Tina: Characters should be as realistic as possible, so they should be as human as possible. The more you know about the mindset of a real person, and how someone is constructed … it’s going to give your characters a more three-dimensional quality that captures the imagination and the heart of your reader, and immerses them in the story.
Caleb: What is the first step you take in getting to know your character?
Tina: I’m a daydreamer. I’m an organic writer. I like to just go with what appears in my mind as that character. You can use a tool like a personality test if you really want to go in to thinking about things like are they an extrovert or an introvert? Think about not just their personality but their backstory. How does that play into what’s going to happen with that character, and daydream that character into existence before you put them onto the page. That will keep you from info-dumping on the first page of your novel. You might want to flush all that out, but don’t do that for the reader, or the reader will be board. Know your character well enough to paint them, and then write them.
Caleb: How simple/complex should a character’s psychological struggle be?
Tina: I would err on the side on complex than on the side of too simple. Someone has to have enough layers of complexity in order to be realistic.
Caleb: What is the difference between an internal struggle and an external struggle?
Tina: An internal struggle is the character discovering who they really are, something that is an issue within them that is a conflict they’re trying to resolve. Whether that is a mental conflict, a conflict with their emotions or a conflict overcoming a wound, or a trauma, or a lie, or a fear in their past that was created. They are changing as the story goes along. The external conflicts are the forces that are coming against your hero from the outside, whether it’s a decision or a circumstance or an antagonist. That’s the external conflict.

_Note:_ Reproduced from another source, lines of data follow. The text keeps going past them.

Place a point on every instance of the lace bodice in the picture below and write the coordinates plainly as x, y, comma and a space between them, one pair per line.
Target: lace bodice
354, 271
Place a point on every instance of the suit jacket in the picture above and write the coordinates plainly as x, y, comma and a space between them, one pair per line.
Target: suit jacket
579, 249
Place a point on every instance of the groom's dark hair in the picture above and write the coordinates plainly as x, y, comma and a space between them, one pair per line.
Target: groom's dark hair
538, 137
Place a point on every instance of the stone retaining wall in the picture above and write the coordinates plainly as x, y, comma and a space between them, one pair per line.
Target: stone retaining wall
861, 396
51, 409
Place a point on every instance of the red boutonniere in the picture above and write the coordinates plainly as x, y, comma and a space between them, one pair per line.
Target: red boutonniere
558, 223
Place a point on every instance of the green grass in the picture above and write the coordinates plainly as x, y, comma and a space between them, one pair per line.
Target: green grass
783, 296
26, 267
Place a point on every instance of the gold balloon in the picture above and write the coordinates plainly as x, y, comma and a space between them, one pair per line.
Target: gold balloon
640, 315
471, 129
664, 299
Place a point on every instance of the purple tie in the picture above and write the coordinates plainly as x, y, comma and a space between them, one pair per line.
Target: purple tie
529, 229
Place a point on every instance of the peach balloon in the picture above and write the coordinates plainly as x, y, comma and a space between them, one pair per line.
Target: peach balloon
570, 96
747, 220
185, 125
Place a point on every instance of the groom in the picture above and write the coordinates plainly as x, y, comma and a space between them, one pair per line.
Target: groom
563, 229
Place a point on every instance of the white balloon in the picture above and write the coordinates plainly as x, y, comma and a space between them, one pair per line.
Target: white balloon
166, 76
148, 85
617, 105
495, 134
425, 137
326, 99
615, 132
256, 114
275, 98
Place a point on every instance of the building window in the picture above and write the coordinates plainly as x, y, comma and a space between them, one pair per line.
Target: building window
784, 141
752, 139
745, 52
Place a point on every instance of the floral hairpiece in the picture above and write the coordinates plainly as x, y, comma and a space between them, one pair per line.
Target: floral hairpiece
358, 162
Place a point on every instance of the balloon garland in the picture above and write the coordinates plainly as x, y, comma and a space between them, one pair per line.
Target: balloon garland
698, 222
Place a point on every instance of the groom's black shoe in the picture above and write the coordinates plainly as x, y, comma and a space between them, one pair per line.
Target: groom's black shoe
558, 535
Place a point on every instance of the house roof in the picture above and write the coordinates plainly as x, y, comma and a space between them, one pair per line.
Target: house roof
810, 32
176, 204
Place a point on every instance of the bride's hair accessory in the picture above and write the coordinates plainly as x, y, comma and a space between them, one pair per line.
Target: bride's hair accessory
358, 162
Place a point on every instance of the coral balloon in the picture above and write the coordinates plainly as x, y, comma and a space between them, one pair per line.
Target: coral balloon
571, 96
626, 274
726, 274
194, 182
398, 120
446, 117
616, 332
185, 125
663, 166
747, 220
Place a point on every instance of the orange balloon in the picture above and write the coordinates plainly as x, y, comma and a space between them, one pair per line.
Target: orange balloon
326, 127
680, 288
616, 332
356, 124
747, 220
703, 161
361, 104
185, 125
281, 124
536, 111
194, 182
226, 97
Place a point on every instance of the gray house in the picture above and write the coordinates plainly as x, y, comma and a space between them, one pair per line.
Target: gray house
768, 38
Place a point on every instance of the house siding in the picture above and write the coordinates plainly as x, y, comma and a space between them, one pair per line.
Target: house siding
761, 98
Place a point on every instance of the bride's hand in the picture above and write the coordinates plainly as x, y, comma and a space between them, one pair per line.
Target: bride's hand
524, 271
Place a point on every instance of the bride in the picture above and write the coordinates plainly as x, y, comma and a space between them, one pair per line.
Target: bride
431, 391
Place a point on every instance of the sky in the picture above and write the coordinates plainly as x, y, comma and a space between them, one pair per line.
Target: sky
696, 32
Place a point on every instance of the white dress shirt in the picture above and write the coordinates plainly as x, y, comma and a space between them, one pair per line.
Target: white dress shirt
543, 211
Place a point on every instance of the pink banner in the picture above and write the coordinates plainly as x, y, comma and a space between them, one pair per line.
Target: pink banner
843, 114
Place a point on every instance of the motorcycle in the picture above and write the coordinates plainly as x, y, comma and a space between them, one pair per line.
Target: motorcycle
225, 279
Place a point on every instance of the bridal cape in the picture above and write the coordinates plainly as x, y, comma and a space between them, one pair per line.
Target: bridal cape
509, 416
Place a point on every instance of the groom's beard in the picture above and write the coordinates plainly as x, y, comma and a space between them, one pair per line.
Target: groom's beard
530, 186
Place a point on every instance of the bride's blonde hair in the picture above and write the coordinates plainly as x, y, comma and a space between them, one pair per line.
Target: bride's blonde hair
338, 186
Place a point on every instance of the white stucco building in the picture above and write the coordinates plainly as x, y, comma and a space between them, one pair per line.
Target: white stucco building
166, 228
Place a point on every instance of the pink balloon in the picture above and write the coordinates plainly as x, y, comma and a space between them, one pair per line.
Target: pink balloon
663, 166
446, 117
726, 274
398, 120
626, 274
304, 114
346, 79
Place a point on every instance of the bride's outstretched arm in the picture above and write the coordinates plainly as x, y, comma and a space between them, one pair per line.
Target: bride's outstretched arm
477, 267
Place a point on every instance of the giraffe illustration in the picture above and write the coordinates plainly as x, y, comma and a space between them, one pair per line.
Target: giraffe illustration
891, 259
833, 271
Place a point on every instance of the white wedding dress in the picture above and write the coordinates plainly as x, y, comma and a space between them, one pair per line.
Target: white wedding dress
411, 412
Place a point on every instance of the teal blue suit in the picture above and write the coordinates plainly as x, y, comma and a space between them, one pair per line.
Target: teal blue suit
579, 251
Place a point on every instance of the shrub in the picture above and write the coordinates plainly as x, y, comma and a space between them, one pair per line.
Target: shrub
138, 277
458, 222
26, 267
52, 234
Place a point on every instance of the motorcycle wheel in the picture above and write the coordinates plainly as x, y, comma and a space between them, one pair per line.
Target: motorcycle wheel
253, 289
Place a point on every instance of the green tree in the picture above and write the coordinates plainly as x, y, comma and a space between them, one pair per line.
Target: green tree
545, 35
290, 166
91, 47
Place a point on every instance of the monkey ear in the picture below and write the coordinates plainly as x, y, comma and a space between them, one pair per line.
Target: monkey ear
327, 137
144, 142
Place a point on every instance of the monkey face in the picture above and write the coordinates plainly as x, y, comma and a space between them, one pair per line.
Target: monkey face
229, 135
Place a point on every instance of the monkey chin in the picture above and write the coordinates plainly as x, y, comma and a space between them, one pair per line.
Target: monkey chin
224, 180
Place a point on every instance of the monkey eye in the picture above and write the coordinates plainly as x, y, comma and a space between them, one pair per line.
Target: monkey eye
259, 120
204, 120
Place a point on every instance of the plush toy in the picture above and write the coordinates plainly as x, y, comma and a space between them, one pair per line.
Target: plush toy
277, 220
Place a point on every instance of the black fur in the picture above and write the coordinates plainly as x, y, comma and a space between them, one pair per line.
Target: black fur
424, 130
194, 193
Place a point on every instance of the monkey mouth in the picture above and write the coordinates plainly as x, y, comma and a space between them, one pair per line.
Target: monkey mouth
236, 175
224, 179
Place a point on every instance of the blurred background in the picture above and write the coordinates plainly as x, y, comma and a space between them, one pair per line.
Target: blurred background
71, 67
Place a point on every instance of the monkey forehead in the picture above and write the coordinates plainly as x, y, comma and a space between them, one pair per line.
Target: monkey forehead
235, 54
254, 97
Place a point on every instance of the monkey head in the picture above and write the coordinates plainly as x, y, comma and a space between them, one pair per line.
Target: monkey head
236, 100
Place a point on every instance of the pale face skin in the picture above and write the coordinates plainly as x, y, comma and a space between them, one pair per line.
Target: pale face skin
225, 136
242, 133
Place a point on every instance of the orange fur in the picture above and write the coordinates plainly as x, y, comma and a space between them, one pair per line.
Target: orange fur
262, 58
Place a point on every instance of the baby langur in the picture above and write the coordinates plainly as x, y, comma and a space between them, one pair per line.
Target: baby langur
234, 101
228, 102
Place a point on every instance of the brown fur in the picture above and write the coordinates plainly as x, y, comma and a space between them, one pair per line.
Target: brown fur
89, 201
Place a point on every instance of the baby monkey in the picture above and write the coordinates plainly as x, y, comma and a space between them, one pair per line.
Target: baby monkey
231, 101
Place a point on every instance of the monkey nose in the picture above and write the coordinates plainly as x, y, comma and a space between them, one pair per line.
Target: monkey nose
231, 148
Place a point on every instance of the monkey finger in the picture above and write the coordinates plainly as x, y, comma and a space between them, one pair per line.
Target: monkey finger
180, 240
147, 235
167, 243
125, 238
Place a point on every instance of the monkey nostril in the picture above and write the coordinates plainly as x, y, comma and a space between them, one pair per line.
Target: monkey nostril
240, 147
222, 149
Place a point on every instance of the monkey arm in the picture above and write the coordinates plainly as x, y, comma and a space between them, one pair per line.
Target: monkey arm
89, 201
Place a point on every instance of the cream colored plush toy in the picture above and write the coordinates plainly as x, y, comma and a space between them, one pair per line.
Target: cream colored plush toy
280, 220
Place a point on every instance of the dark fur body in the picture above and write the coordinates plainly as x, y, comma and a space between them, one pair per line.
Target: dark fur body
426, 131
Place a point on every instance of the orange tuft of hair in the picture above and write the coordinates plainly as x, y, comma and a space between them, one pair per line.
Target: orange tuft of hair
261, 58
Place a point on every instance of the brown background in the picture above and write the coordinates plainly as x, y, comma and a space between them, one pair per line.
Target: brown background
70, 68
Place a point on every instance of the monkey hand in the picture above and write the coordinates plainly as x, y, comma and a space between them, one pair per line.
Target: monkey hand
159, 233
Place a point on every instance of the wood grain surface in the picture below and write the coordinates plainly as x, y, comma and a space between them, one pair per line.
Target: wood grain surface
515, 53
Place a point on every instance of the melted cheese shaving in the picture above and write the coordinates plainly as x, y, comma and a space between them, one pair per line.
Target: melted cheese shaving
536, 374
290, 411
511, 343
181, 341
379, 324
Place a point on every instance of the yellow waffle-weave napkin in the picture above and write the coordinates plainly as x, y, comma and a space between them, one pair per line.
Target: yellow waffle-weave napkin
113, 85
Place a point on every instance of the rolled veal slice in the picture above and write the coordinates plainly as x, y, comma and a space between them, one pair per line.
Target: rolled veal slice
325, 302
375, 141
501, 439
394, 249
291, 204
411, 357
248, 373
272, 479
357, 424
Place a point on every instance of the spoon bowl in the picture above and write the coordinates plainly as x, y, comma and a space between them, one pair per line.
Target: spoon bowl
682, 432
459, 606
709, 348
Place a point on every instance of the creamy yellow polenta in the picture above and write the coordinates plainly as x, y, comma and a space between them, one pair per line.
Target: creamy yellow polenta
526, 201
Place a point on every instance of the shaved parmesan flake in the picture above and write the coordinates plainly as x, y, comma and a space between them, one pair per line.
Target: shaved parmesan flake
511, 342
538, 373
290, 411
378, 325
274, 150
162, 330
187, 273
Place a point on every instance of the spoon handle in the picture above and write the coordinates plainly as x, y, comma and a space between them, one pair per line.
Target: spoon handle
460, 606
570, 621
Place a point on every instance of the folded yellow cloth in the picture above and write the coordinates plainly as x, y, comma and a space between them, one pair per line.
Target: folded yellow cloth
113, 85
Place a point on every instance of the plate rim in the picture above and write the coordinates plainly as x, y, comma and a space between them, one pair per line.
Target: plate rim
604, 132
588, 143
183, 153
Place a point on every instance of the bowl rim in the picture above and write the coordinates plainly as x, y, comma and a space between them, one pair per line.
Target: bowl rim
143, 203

Caleb: As complex as human motivations are, how do you choose which internal conflict drives the character through the story.
Tina: It depends on your story and it depends on your character. You shouldn’t just pick [an internal struggle] and say, “Oh here’s a popular, trendy thing!” You should pick something that is appropriate to the story and appropriate to you as a writer.
Caleb: How do you properly portray a character with a mental illness or trauma?
Tina: Please do your research if you are going to put a character into your story that has mental health issues, because you will have readers who experience those mental health issues and it will be insulting to them if you get it wrong. Please do your research, and please do not stereotype anyone with a mental illness. Make sure you’ve put enough depth into your character so they will be relatable, and realistic and that they have qualities that the reader admires.